Writing a pandas dataframe to Snowflake table using writer
Hi ,
I am trying to write a Pandas Dataframe containing 1.58 million records to a snowflake table.
To make the procss faster, i wanted to use the chunked writer functionality available under: Datasets (reading and writing data) — Dataiku DSS 11 documentation.
I have the dataframe named "Out_df" containing 1.5m records which i want to write to Snowflake table "RM20_DATA"
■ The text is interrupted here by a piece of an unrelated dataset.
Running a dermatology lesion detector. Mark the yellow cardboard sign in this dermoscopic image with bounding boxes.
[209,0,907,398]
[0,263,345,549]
when I execute the below piece of code, I get an error as below:
AttributeError: 'DataFrame' object has no attribute 'iter_dataframes'
I understand that the method iter_dataframes() cannot work on a dataframe but works on a dataset.
How can I convert my out_df to a dataset that can be iterated using iter_dataframes() function to write the data.
----Code---
rm20_data = dataiku.Dataset("RM20_DATA")
rm20_data.write_schema_from_dataframe(Out_df)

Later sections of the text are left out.